We recognize that attorney’s fee motions may be treated differently in the future under Rule 74.16, which became effective on July 1, 2022. Rule 74.16(a)
states that “[a] claim for attorney fees . . . must be made by motion filed under
this Rule 74.16, unless the substantive law requires those fees to be proved at trial
as an element of damages.” Rule 74.16(b)(3) then specifies that “a motion filed
under this Rule 74.16 is an independent action and not an authorized after-trial
motion[.]” We need not decide what effect Rule 74.16(b)(3) may have on
questions of appellate jurisdiction in future cases, because the Rule is not
applicable here. Rule 74.16(b)(3) states that it applies only to “motion[s] filed
under this Rule 74.16.” (Emphasis added.) The Medical Group’s attorney’s fee
motion was not filed “under . . . Rule 74.16,” however, for the simple reason that
the Rule was not in effect at the time the Medical Group’s motion was filed.

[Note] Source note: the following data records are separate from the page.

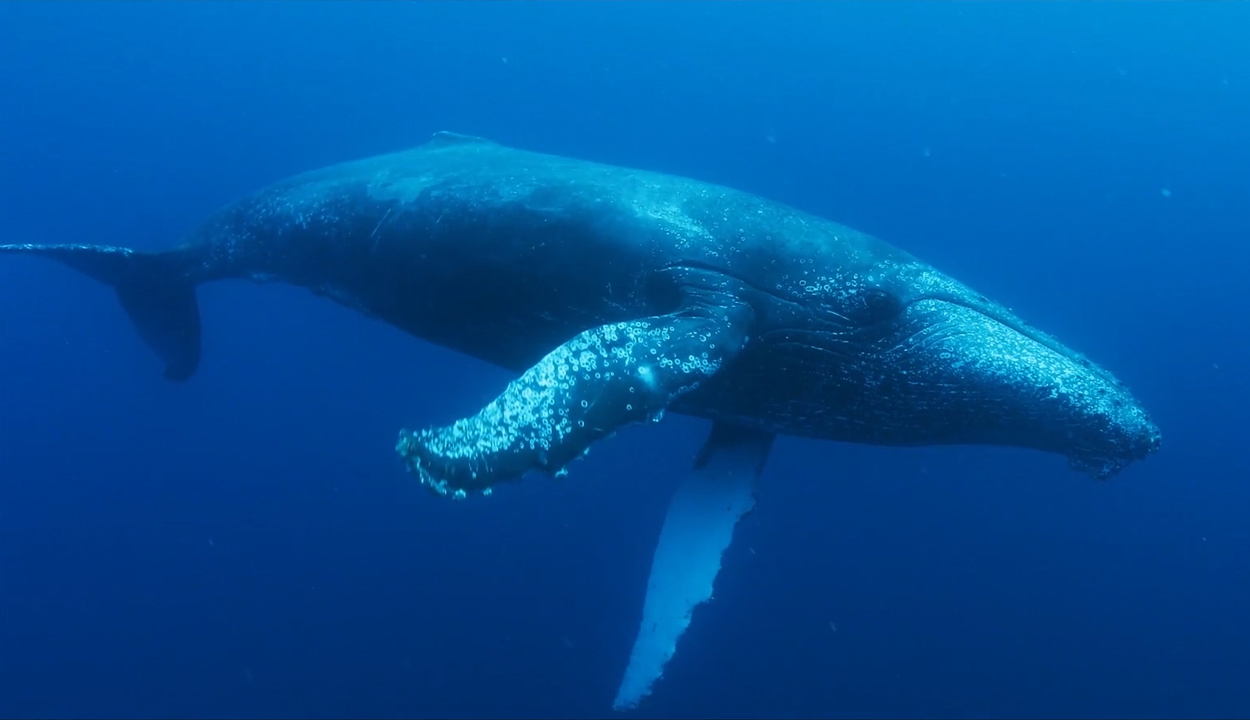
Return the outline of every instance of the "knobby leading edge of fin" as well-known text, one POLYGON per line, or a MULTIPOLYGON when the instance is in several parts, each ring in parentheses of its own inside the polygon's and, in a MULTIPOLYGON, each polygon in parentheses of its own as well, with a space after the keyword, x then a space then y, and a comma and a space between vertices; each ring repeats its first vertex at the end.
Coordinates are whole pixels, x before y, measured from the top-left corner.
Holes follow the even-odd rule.
POLYGON ((774 435, 724 422, 678 485, 651 560, 642 621, 612 709, 630 710, 650 695, 700 604, 711 600, 720 559, 734 528, 755 506, 755 482, 774 435))

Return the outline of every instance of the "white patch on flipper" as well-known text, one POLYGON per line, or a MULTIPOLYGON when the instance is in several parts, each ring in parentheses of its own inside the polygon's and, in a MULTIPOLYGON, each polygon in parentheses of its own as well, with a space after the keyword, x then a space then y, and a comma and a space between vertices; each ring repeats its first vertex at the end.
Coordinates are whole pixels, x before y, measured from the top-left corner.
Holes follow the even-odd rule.
POLYGON ((771 439, 711 446, 702 466, 678 486, 651 560, 642 622, 615 710, 630 710, 650 695, 694 609, 711 600, 734 526, 755 506, 755 480, 770 446, 771 439))

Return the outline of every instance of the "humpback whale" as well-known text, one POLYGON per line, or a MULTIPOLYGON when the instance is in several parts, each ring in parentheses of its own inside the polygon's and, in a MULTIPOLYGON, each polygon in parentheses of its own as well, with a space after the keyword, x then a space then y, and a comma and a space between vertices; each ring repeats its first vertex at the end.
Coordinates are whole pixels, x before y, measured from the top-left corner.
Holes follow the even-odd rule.
MULTIPOLYGON (((9 244, 116 291, 174 381, 196 288, 308 288, 512 371, 479 412, 402 430, 440 496, 562 475, 666 411, 710 421, 669 505, 614 708, 646 698, 754 505, 779 434, 1006 445, 1106 479, 1160 446, 1109 371, 871 235, 692 179, 439 132, 242 198, 165 251, 9 244)), ((624 660, 624 659, 622 659, 624 660)))

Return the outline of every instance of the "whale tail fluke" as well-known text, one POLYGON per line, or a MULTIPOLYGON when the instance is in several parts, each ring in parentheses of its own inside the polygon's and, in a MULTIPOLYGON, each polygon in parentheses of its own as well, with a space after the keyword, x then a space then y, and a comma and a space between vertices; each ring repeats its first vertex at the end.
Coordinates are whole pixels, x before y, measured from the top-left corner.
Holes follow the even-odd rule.
POLYGON ((190 250, 141 252, 109 245, 0 245, 0 254, 39 255, 112 286, 144 342, 178 382, 200 364, 198 266, 190 250))

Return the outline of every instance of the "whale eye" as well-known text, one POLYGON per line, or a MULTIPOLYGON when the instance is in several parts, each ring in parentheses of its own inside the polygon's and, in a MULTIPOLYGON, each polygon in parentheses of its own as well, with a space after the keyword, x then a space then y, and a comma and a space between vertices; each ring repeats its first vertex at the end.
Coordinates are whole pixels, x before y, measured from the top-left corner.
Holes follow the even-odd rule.
POLYGON ((856 292, 855 318, 864 325, 894 320, 902 312, 902 302, 892 292, 876 288, 856 292))

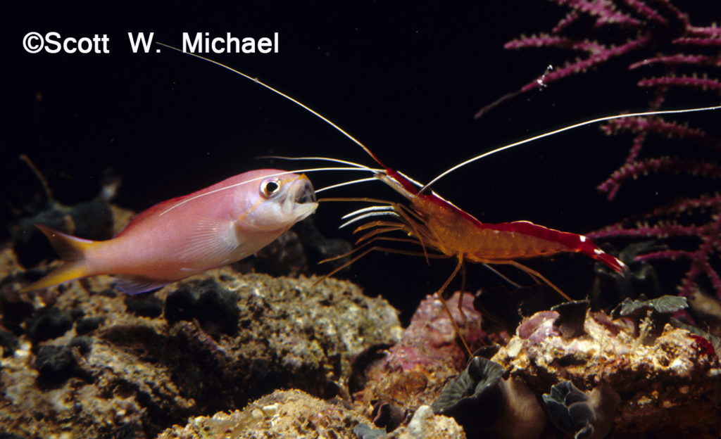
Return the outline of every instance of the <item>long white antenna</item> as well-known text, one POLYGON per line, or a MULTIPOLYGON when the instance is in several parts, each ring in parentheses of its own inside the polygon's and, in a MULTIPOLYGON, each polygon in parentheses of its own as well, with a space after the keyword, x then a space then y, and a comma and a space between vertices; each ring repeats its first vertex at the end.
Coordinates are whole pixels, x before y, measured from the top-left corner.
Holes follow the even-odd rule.
POLYGON ((605 120, 612 120, 614 119, 622 119, 624 117, 640 117, 640 116, 655 116, 655 115, 673 115, 673 114, 684 113, 684 112, 694 112, 694 111, 709 111, 709 110, 718 110, 720 108, 721 108, 721 105, 715 105, 713 107, 704 107, 703 108, 691 108, 691 109, 687 109, 687 110, 662 110, 662 111, 647 111, 647 112, 635 112, 635 113, 630 113, 630 114, 626 114, 626 115, 616 115, 615 116, 606 116, 605 117, 598 117, 598 119, 593 119, 593 120, 587 120, 585 122, 581 122, 580 123, 576 123, 575 125, 570 125, 570 126, 567 126, 567 127, 565 127, 565 128, 559 128, 557 130, 554 130, 553 131, 549 131, 548 133, 544 133, 540 134, 539 136, 535 136, 531 137, 530 138, 527 138, 526 140, 521 141, 520 142, 516 142, 515 143, 511 143, 510 145, 506 145, 505 146, 501 146, 500 148, 497 148, 495 149, 489 151, 488 152, 483 153, 482 154, 481 154, 479 156, 476 156, 475 157, 473 157, 472 159, 469 159, 468 160, 464 161, 463 163, 460 163, 459 164, 456 164, 456 166, 453 167, 450 169, 448 169, 447 171, 445 171, 444 172, 443 172, 442 174, 441 174, 440 175, 438 175, 438 177, 436 177, 433 179, 430 180, 429 182, 426 183, 426 185, 425 186, 423 186, 423 187, 421 187, 420 190, 419 190, 418 192, 423 192, 424 190, 425 190, 426 189, 428 189, 428 187, 429 186, 430 186, 431 185, 433 185, 435 182, 437 182, 439 179, 441 179, 441 178, 446 177, 448 174, 453 172, 456 169, 458 169, 459 168, 461 168, 461 167, 466 166, 466 164, 468 164, 469 163, 473 163, 474 161, 475 161, 477 160, 480 160, 481 159, 483 159, 484 157, 487 157, 488 156, 490 156, 492 154, 495 154, 497 152, 500 152, 500 151, 505 151, 506 149, 510 149, 511 148, 513 148, 514 146, 518 146, 518 145, 523 145, 523 143, 527 143, 528 142, 532 142, 534 141, 539 140, 539 138, 543 138, 544 137, 548 137, 549 136, 553 136, 554 134, 558 134, 559 133, 563 133, 564 131, 567 131, 569 130, 572 130, 574 128, 578 128, 579 127, 585 126, 585 125, 591 125, 593 123, 596 123, 598 122, 603 122, 605 120))

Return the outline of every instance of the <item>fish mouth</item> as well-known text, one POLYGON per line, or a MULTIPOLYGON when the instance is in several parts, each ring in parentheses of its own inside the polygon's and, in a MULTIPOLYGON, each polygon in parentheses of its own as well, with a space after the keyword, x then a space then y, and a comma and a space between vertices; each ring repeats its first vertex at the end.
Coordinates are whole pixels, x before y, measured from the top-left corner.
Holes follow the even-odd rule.
POLYGON ((283 210, 294 216, 296 221, 307 217, 318 208, 313 184, 305 174, 293 182, 293 191, 288 195, 283 210))
POLYGON ((317 203, 317 199, 315 195, 315 190, 313 189, 313 184, 305 175, 301 175, 301 179, 304 179, 305 182, 303 182, 303 187, 299 188, 296 193, 296 203, 298 204, 317 203))

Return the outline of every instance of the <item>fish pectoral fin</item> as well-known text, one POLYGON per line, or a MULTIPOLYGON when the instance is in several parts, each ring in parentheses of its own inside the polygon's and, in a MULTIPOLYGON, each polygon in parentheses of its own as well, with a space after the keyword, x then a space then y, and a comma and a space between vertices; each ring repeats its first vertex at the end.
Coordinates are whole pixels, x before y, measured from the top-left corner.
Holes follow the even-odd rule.
POLYGON ((163 280, 155 280, 143 276, 115 276, 112 286, 125 294, 140 294, 157 290, 170 283, 163 280))
POLYGON ((238 246, 232 221, 200 218, 188 231, 180 258, 188 270, 205 270, 223 265, 238 246))

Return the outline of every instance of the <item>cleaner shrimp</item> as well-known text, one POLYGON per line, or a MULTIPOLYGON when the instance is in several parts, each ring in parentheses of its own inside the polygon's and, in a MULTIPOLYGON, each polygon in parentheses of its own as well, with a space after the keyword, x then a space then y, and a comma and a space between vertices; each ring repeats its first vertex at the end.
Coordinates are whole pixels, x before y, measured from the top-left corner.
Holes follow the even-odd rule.
MULTIPOLYGON (((172 46, 162 43, 158 44, 180 51, 172 46)), ((348 261, 325 275, 319 282, 332 276, 374 251, 421 256, 425 257, 427 261, 430 258, 455 259, 456 262, 452 272, 435 293, 446 309, 451 322, 456 330, 456 333, 459 334, 464 347, 469 354, 471 354, 470 348, 464 338, 460 336, 461 333, 458 325, 452 317, 450 309, 443 298, 443 293, 451 282, 456 278, 459 272, 461 273, 461 295, 459 298, 458 309, 461 315, 464 317, 461 306, 463 291, 465 288, 465 265, 466 262, 483 264, 507 281, 518 286, 517 284, 508 280, 505 276, 492 267, 492 265, 512 265, 529 275, 536 282, 542 282, 548 285, 567 301, 570 301, 570 297, 565 293, 559 287, 539 272, 519 262, 518 260, 550 257, 559 253, 581 253, 602 262, 614 272, 622 275, 627 270, 627 267, 623 262, 603 252, 598 246, 583 235, 555 230, 526 221, 498 223, 482 223, 471 214, 456 206, 451 202, 445 200, 435 192, 430 190, 429 187, 432 185, 451 172, 492 154, 582 126, 623 117, 652 116, 721 109, 721 105, 717 105, 703 108, 645 112, 616 115, 582 122, 521 141, 505 145, 477 155, 451 167, 428 183, 423 185, 401 172, 387 167, 374 153, 355 137, 334 122, 327 119, 325 116, 296 100, 295 98, 280 92, 257 79, 252 78, 218 61, 194 53, 188 54, 213 63, 242 76, 300 106, 301 108, 330 125, 349 140, 363 148, 380 167, 381 169, 374 169, 346 160, 327 157, 267 156, 268 158, 289 160, 332 161, 349 165, 357 168, 358 171, 372 174, 371 177, 368 178, 348 181, 329 186, 317 190, 317 193, 355 183, 381 181, 407 199, 410 203, 410 205, 407 205, 401 202, 388 201, 371 198, 332 198, 319 200, 319 201, 361 201, 373 203, 373 205, 356 210, 343 217, 343 219, 348 221, 341 227, 364 220, 369 221, 360 225, 353 231, 354 234, 362 234, 356 240, 356 247, 355 249, 344 254, 322 261, 328 262, 346 257, 351 257, 348 261), (384 216, 390 217, 390 219, 387 218, 385 219, 376 218, 377 217, 384 216), (404 236, 391 235, 391 234, 397 234, 399 232, 404 236), (413 250, 386 247, 381 244, 381 241, 386 243, 399 242, 412 244, 420 247, 420 249, 413 250)), ((326 169, 330 169, 332 168, 326 169)), ((304 169, 304 171, 309 170, 311 169, 304 169)), ((319 169, 318 170, 322 169, 319 169)))

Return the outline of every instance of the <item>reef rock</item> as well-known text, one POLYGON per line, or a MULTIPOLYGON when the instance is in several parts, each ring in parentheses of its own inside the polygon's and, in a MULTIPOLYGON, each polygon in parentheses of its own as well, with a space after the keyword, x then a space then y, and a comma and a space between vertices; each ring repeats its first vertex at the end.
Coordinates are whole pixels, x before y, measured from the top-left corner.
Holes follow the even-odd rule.
POLYGON ((564 381, 570 382, 565 393, 572 386, 575 394, 588 392, 576 399, 588 399, 589 410, 612 419, 611 438, 721 435, 719 361, 706 339, 669 324, 652 327, 650 318, 637 326, 600 313, 587 314, 580 335, 565 337, 558 317, 556 311, 529 317, 492 360, 538 396, 553 394, 552 386, 564 381))
POLYGON ((226 267, 136 297, 102 276, 24 296, 9 267, 0 425, 21 437, 154 437, 279 388, 348 399, 351 358, 401 332, 384 299, 333 279, 226 267))

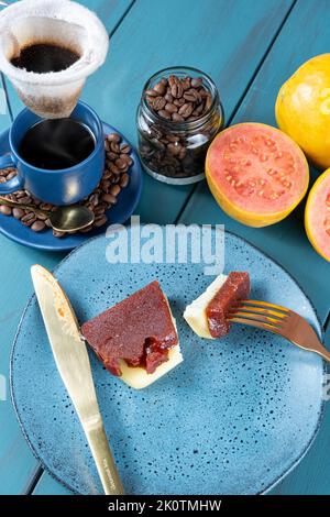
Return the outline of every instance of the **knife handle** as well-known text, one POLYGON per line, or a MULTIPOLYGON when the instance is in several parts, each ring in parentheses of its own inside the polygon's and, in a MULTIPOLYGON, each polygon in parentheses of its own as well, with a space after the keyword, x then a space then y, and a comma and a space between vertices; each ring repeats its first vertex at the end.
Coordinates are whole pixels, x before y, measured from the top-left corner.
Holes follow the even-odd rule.
POLYGON ((112 458, 102 422, 97 427, 84 426, 84 430, 106 495, 123 495, 114 460, 112 458))

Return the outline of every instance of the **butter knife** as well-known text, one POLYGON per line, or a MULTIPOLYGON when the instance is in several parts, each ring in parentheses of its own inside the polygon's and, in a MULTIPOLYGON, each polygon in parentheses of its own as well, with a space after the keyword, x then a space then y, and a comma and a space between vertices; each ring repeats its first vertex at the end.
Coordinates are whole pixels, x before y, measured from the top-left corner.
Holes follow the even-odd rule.
POLYGON ((96 397, 89 358, 68 298, 44 267, 31 267, 55 363, 73 400, 107 495, 123 494, 96 397))

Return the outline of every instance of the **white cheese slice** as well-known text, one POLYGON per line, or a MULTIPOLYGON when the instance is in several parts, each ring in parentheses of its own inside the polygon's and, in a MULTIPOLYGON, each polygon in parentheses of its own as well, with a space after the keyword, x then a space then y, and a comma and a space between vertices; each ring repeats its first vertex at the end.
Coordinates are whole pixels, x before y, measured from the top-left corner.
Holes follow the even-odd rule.
POLYGON ((154 373, 146 373, 144 369, 129 366, 124 361, 120 362, 122 375, 119 377, 129 386, 135 389, 142 389, 150 386, 158 378, 163 377, 172 369, 184 361, 179 344, 175 345, 168 352, 168 361, 162 363, 154 373))
POLYGON ((206 309, 227 278, 227 275, 217 276, 209 287, 186 307, 184 318, 200 338, 213 339, 209 331, 206 309))
MULTIPOLYGON (((167 300, 167 304, 168 304, 168 300, 167 300)), ((176 321, 172 315, 169 304, 168 304, 168 309, 170 312, 173 324, 177 333, 176 321)), ((168 373, 170 370, 173 370, 175 366, 180 364, 183 361, 184 361, 184 358, 180 351, 180 345, 179 343, 177 343, 175 346, 173 346, 173 349, 169 350, 168 360, 166 361, 166 363, 162 363, 154 373, 146 373, 144 369, 140 369, 138 366, 129 366, 125 363, 125 361, 121 360, 120 361, 121 376, 119 378, 121 378, 121 381, 123 381, 129 386, 135 389, 142 389, 146 386, 150 386, 155 381, 158 381, 158 378, 163 377, 163 375, 168 373)))

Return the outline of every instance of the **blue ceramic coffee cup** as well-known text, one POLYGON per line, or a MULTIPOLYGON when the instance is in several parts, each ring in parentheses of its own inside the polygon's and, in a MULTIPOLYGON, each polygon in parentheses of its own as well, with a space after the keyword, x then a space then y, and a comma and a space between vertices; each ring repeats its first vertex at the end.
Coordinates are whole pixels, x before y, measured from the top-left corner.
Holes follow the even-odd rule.
POLYGON ((85 102, 78 102, 70 118, 84 123, 96 141, 92 153, 79 164, 50 170, 25 162, 19 153, 26 131, 42 119, 32 111, 21 111, 9 132, 10 153, 0 156, 0 168, 15 167, 18 174, 0 184, 0 195, 26 189, 37 199, 53 205, 73 205, 87 197, 98 185, 105 169, 105 136, 102 123, 96 112, 85 102))

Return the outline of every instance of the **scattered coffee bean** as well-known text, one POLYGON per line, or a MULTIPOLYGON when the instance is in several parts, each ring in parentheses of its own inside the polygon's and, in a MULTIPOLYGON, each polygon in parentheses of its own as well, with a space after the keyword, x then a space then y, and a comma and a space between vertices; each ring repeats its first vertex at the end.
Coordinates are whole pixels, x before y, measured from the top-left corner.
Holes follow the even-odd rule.
POLYGON ((129 180, 130 180, 130 176, 128 174, 123 174, 119 182, 119 185, 121 186, 121 188, 125 188, 129 184, 129 180))
POLYGON ((31 226, 31 230, 33 230, 34 232, 41 232, 43 231, 44 229, 46 228, 44 221, 35 221, 32 226, 31 226))
POLYGON ((188 117, 190 117, 193 111, 194 111, 194 105, 191 102, 186 102, 185 105, 180 107, 178 113, 182 117, 184 117, 184 119, 187 119, 188 117))
POLYGON ((22 219, 22 217, 24 216, 24 210, 22 210, 22 208, 13 208, 12 209, 12 215, 15 219, 22 219))
POLYGON ((107 222, 107 216, 100 216, 97 217, 96 220, 94 221, 94 226, 96 228, 102 227, 107 222))
POLYGON ((202 78, 201 77, 194 77, 191 79, 191 86, 193 86, 193 88, 199 88, 200 86, 202 86, 202 78))
POLYGON ((121 136, 118 133, 110 133, 108 134, 107 140, 108 142, 114 142, 118 144, 121 141, 121 136))
MULTIPOLYGON (((165 79, 166 80, 166 79, 165 79)), ((167 82, 167 81, 166 81, 167 82)), ((160 81, 157 82, 153 90, 156 91, 160 96, 163 96, 166 92, 166 82, 160 81)))
POLYGON ((116 205, 117 198, 112 194, 103 194, 102 200, 108 202, 109 205, 116 205))
POLYGON ((110 194, 112 194, 112 196, 118 196, 119 193, 120 193, 121 188, 119 185, 112 185, 112 187, 110 188, 110 194))
MULTIPOLYGON (((157 97, 156 94, 155 97, 157 97)), ((164 105, 165 106, 165 105, 164 105)), ((107 223, 106 211, 118 201, 122 188, 125 188, 130 180, 129 168, 133 164, 133 160, 130 156, 131 146, 125 143, 121 143, 121 136, 117 133, 108 134, 105 139, 105 148, 107 153, 107 162, 103 176, 99 186, 84 200, 81 205, 88 207, 95 213, 95 222, 90 227, 80 230, 81 233, 87 233, 94 228, 100 228, 107 223), (118 165, 116 165, 116 163, 118 165)), ((8 178, 12 178, 16 175, 16 170, 13 168, 0 169, 0 183, 1 178, 6 182, 8 178)), ((26 190, 18 190, 14 194, 4 196, 12 201, 19 201, 21 204, 31 204, 35 208, 40 208, 45 211, 56 211, 57 207, 51 204, 41 202, 40 199, 34 198, 26 190)), ((52 228, 51 221, 46 215, 35 215, 29 209, 13 208, 0 206, 0 213, 12 216, 20 220, 25 227, 30 227, 34 232, 42 232, 45 229, 52 228)), ((76 232, 70 232, 76 233, 76 232)), ((56 238, 63 238, 66 235, 65 232, 58 232, 53 230, 53 235, 56 238)))
POLYGON ((2 216, 11 216, 11 208, 6 207, 4 205, 1 205, 0 206, 0 213, 2 213, 2 216))
POLYGON ((173 122, 184 122, 185 121, 183 116, 180 116, 179 113, 173 113, 172 120, 173 120, 173 122))

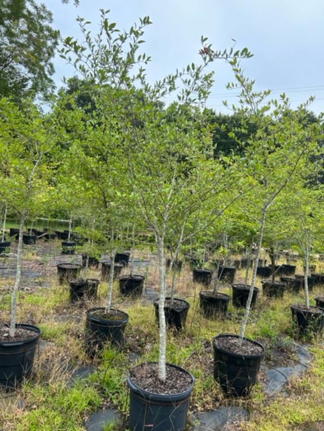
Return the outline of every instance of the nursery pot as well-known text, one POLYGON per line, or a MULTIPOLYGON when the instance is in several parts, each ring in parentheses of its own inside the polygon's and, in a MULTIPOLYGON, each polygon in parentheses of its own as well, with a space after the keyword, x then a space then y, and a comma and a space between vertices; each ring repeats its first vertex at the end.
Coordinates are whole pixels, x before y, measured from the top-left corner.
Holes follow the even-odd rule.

Indeed, the new rule was not in effect (1) when the circuit court’s judgment was entered; (2) when the Medical Group’s attorney’s fee motion was filed; or
13 (3) when Dr. Brummett filed his notice of appeal. Rule 74.16 has no application here.
Because the May 19, 2022 judgment reserved decision on the amount of
the Medical Group’s recoverable attorneys’ fees, it is not a final and appealable judgment. We lack appellate jurisdiction, and Dr. Brummett’s appeal must be
dismissed.
Both parties filed motions for attorney’s fees on appeal. The motions were
taken with the case. We have determined that we lack jurisdiction over this
appeal due to the lack of a final judgment. “Because the . . . appeal . . . [is]
dismissed due to the lack of a final judgment, the parties’ motions for attorney fees on appeal are denied without prejudice.” Schmidt, 644 S.W.3d at 582.
Conclusion The appeal is dismissed, and the parties’ respective motions for attorney’s
fees on appeal are denied without prejudice.
________________________ Alok Ahuja, Judge All concur.